Gov. Perry Vetoes SB 488
June 19, 2009
TO ALL TO WHOM THESE PRESENTS SHALL COME:
Pursuant to Article IV, Section 14 of the Texas Constitution, I, Rick Perry, Governor of Texas, do hereby disapprove of and veto Senate Bill No. 488 of the 81st Texas Legislature, Regular Session, due to the following objections:
Senate Bill No. 488 would create a new class of users of roadways, called “vulnerable road users,” which would require specific actions by operators of motor vehicles. These vulnerable road users would include pedestrians; highway construction and maintenance workers; tow truck operators; stranded motorists or passengers; people on horseback; bicyclists; motorcyclists; moped riders; and other similar road users.
Many road users placed into the category of vulnerable road users already have operation regulations and restrictions in statute. For example, a person operating a vehicle being drawn by an animal is subject to the same duties as a motor vehicle, and a pedestrian is required to yield the right of way to a motor vehicle, unless he or she is at an intersection or crosswalk.
While I am in favor of measures that make our roads safer for everyone, this bill contradicts much of the current statute and places the liability and responsibility on the operator of a motor vehicle when encountering one of these vulnerable road users. In addition, an operator of a motor vehicle is already subject to penalties when he or she is at fault for causing a collision or operating recklessly, whether it is against a “vulnerable user” or not.

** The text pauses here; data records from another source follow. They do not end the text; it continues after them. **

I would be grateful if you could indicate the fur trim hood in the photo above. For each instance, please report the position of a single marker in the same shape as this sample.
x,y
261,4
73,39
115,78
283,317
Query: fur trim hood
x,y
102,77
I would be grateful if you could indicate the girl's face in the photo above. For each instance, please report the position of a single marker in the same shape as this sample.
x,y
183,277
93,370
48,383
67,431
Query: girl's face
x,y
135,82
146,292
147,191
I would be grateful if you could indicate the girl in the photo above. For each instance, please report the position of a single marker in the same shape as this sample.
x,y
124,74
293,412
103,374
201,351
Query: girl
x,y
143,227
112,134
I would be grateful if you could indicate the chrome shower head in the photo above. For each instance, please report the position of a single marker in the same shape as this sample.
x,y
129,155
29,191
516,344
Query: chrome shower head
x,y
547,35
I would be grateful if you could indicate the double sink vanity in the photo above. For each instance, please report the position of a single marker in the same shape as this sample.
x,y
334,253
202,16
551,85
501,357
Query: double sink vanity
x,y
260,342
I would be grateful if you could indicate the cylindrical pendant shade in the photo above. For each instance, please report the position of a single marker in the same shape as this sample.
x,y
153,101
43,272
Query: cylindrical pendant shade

IN TESTIMONY WHEREOF, I have signed my name officially and caused the Seal of the State to be affixed hereto at Austin, this the 19th day of June, 2009.
Governor of Texas
COBY SHORTER, III
Deputy Secretary of State
For a detailed view of this bill, visit http://www.legis.state.tx.us/BillLookup/History.aspx?LegSess=81R&Bill=SB488.
Much of this language is akin to what many of us were trying to convey to the lawmakers in the House and Senate all along. It is somewhat gratifying to find one government official willing to consider reason. Almost immediately less competent cyclists began criticizing the Governor and others of us who have been heralding a call to reason from the beginning. One woman, in fact, has submitted a FOIA request for all correspondence Perry considered before arriving at his decision. It has been posited that the Austin Police Department is behind the decision. I have a feeling she and others will be surprised at the results.

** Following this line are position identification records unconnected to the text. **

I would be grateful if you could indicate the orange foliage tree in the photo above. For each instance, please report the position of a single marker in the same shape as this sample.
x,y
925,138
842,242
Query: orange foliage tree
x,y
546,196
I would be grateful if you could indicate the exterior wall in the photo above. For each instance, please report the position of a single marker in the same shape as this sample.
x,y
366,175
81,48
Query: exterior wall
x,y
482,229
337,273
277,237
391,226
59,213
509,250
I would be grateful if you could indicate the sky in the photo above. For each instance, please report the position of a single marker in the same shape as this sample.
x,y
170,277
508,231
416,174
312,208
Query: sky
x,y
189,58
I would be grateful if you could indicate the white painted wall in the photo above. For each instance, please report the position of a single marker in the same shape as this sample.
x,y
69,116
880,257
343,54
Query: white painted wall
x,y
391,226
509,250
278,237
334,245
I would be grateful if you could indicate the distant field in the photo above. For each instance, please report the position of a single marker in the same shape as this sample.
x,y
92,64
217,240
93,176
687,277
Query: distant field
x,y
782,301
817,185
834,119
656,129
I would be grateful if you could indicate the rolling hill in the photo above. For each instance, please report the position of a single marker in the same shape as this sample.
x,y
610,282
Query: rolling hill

This legislation was ridiculous from the beginning. In states like Florida and Oklahoma, where laws like this are already on the books, there have been absolutely no prosecutions. Colorado lawmakers passed a version earlier this year and the backlash was almost immediate.
As mentioned above, a competent, experienced vehicular cyclist creates their own rolling buffer zone as they travel down the roadway. Validity of this concept does not originate with me. It has been proven through application by many cyclists. Cycle*Dallas and CommuteOrlando have excellent commentary with robust threads discussing this topic. Groups who consider themselves advocates for transportation cyclisting betetr serve their constituents by directing their efforts, not at specious legislative measures, but toward education programs aimed at inexperienced bicycle commuters and utility cyclists. Most or the problem centers around the irrational fear that motorists are a danger to bicycle operators. In actuality, ignorant cyclists are their own worst enemy.